Je voulais faire plein de choses aujourd'hui. Profiter de ce jour de repos. Et puis et puis... je ne sais pas si c'est parce que ce matin j'ai reçu Time of no reply trouvé d'occasion en vinyle mais... je me suis dit que l'achat de la bibliothèque pour ranger les piles de vinyles qui commencent un peu trop à envahir le salon pourrait attendre encore quelques jours. Je procrastine. Parfois un peu trop sûrement mais voilà...
Alors je reste là, l'esprit vagabon, à écouter des disques de chanteurs morts que je n'avais pas mis depuis longtemps. Si j'avais une machine à remonter le temps, ce matin je m'emmènerais au Sin-é, ce petit café où Buckley jouait en 1993 alors qu'il n'était pas connu. Dans un recoin. Juste avec sa guitare et son ampli qui grésille parfois.
Il faut que je fasse le ménage, les courses, mais je vais écouter ces Outtakes de Blonde on blonde. Avant. Et puis les deux beaux albums édités par Jardin Au Fou. Et puis et puis... t'attendre aussi... t'attendre c'est déjà... comme lorsque l'on fait un chocolat chaud et que l'on en a déjà le goût dans la bouche alors qu'il est en train de chauffer. Quelque chose comme ça ou d'approchant. Plein de choses...
mercredi, septembre 13, 2006
92 Future days (*) : Graham Coxon : See a better day (Album : Love travels at illegal speeds 2006)


Une journée qui grince.
Mais il y avait encore ton parfum qui flottait dans la voiture ce soir en rentrant.
Je vais garder ça.

(*) : Aussi parce que j'ai acheté Ege Bamyasi à la brocante dimanche (bien sûr en vinyle quelle question) et que Future days est l'album suivant (oui parfois c'est tordu...), aussi...
lundi, septembre 11, 2006
91 Neil's yard part 1 (*) : Neil Young : Last dance (Album : Time fades away 1973)
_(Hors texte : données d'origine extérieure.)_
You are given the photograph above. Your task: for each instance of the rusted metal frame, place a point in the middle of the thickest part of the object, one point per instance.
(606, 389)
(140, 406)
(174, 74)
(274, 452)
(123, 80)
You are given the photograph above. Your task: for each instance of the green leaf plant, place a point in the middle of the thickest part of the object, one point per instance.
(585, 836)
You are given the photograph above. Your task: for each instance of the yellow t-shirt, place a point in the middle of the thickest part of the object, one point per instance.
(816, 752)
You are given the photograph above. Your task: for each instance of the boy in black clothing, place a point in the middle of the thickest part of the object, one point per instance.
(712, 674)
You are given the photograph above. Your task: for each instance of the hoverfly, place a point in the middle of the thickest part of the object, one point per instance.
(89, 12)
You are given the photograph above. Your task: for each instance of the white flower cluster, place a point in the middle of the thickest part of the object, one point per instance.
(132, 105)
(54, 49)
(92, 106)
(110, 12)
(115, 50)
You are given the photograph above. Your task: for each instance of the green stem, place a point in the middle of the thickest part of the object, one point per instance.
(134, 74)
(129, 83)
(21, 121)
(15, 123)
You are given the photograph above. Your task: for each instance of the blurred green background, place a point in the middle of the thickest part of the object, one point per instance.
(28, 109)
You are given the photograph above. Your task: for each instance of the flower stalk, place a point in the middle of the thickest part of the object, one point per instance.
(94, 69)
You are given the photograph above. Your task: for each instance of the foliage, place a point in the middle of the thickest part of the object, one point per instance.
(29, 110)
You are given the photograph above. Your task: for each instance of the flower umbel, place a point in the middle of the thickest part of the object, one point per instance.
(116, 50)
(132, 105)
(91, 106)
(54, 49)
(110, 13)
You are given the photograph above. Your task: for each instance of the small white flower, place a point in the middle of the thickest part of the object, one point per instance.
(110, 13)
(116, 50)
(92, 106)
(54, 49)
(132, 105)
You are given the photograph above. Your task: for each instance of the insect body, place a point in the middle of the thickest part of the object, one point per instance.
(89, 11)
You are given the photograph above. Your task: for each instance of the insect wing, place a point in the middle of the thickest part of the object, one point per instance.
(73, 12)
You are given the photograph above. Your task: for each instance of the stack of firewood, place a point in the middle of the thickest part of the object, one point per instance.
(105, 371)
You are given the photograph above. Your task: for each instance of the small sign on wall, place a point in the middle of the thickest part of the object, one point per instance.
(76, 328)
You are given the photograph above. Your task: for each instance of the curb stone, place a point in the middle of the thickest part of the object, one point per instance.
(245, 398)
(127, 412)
Ah voilà, c'est lundi comme tous les lundis, pas une surprise en soi, peut être juste un peu moins d'envie à chaque fois. Sur Time fades away, l'album que Neil Young déteste le plus au point d'en refuser sa réédition en CD, la dernière chanson s'appelle Last dance. Wake up it's Monday morning, no time left to say goodbye….
Un album tendu, plombé, témoin des heures difficiles de Neil Young à l'époque, culpabilisant sur la mort de Danny Whitten (en même temps ça peut se comprendre… Il avait refusé le guitariste du Crazy Horse, Danny Whitten, pour cette tournée, celui-ci étant trop défoncé pour jouer. Neil lui a filé 50$ et un billet retour pour Los Angeles. Le soir même il était retrouvé mort d'overdose dans sa salle de bains…). Tout le ferment de Tonight the night, son album de deuil, un des disques les plus sombres jamais publié, comme le noir mat de la pochette (basé sur les morts de Whitten et d'un roadie de CSN&Y (Bruce Berry was a workingman...) viré pour avoir volé une guitare de David Crosby et retrouvé lui aussi mort d'overdose quelques temps plus tard...)(et l'album s'ouvre et se referme sur la même chanson, comme un couvercle de cercueil que l'on ouvre et referme)) est dans ce disque à la pochette terne dont la chanson éponyme ouvre la première face avec ces Fourteen junkies too weak too work…. Time fades away, c'est un morceau de papier peint à fleur, un peu moisi, se décollant du mur d'une maison abandonnée.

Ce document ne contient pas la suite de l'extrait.